“Shhhh,” he purrs. “You’ll wake the dead, honey.”
I roll my eyes. “The dead are very much awake.”
He smiles.
“You have some explaining to do,” I say, sitting back down next to my fire. I cross my arms dramatically. But I do still have a lot of questions. I start with the simplest first. “How can you enter this forest but the others can’t?”
“Oh, they can but they choose not to. Wraiths are not admirers of this place. And those spirits do not have sufficient motivation to find you. Otherwise, they’d be here. By morning, they’ll forget you were ever here, to begin with.”
I shake my head. Those are the mindless wraiths he’d mentioned. The ones with no hope left, that don’t remember who they are or have any desires of their own anymore. They wander aimlessly.
They only attacked me because we brought attention to ourselves, and they desire to kill any living being in their lands. Except...
“They said things to me. Called to me by name...”
The wraith stills but doesn’t speak. I absently pick at the pebbles on the ground beside the fire.
“There has been a message floating through the Schorchedlands for weeks now. Every wraith knows to look for you. That is why they followed you and not your lover. You are the priority.”
I swallow.
“Then, wouldn’t they come after me, even if it were uncomfortable? If there’s a bounty on my head...”
“Not these wraiths. But others, yes. And it isn’t on your head. No, the Night Terror made it very clear that she wants you alive.
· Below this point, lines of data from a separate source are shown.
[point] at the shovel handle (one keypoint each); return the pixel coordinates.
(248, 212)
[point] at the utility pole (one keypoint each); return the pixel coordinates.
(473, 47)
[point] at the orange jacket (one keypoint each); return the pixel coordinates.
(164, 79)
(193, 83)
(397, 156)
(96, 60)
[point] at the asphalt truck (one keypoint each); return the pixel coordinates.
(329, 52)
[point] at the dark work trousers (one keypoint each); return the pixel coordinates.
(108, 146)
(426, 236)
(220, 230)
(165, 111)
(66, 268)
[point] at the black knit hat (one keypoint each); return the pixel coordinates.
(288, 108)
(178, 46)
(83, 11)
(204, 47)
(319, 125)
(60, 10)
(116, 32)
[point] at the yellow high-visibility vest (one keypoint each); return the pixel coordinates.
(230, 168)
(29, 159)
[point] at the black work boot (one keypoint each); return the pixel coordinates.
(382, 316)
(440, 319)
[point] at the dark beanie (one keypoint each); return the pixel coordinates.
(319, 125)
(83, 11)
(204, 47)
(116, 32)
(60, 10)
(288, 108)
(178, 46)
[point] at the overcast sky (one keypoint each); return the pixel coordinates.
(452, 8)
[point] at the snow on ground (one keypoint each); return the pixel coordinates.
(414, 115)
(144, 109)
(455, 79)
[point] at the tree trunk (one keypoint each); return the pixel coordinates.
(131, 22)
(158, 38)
You alive and Rev dead.”
I cover my mouth with my hand. “The Night Bringer still wants him dead.”
“Yes,” the wraith whispers. “He’s always wanted him dead. But you are more important, and Rev is your weakness. He kept him alive, often against his pet, the Luminescent Court King’s desires, so that he’d be able to use him against you.”
I nod. Not even caring that it’s been working. All of it. He plopped it in my mind that Rev was in trouble, and I immediately came running, exactly where he wanted me.
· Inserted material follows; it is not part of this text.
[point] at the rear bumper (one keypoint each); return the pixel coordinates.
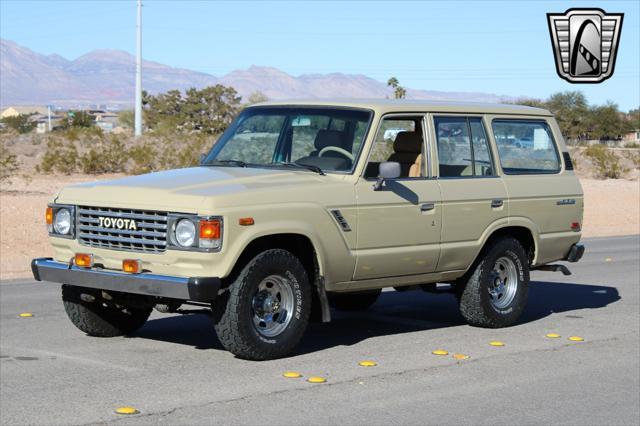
(575, 253)
(200, 289)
“Why does he want me here?”
The wraith wafts for a moment, his bottom half swaying in the wind, then he spins and sits beside me. “Let me tell you a story,” he says, then he points into the woods over my shoulder. “The forest shows me what I desire too. A few of our desires are the same. A powerful Shadow Court stronghold. A strong queen able to build it back up into a mighty force. Those are things I could still see come to fruition. Things I could still make happen, through you.”
I bite my lip. I do want those things too, but they are so far away now. How I could even think to hope for it?
“But the forest usually shows me darker desires. The ones I’ve lost forever. It shows me what will never be.”
I look into the woods and ignore the lovely young couple dancing fluidly and find a rocking chair. A lovely young female rocks a baby in her arms.
“That is my son,” the wraith says. “History will tell you that he did not live past his sixth birthday.”
I swallow. “I’m sorry.”
“But that is a lie. You see, I was forced to give him up.”
I suck in a breath as the image changes, the boy grows into a child running through the Whisperwood. “Why?”
“I was the king of the Shadow Court, and my child was too strong.”
My mouth falls open.
“If I hadn’t sent him away to live as my cousin’s son, he would have been taken from me. My own father would have killed him, if given the chance.”
I shake my head, not understanding.
“My father had been High King, the last Shadow Court High Ruler. And during his time, there was a war. Again, history will lie to you and tell you that the High King tried to use his powerful court to keep power longer than his one hundred years. They’d tell you it was a civil war, court against court. But that is a falsehood. Our opponent was a pair of ancient beings. These beings are old and powerful, nearly unbeatable. They have their own stories and histories that go back millennia. We can’t even pretend to know enough about them to understand who they are or where they come from, or even what they want. But I know them to be two of the most evil creatures ever to walk our realm.”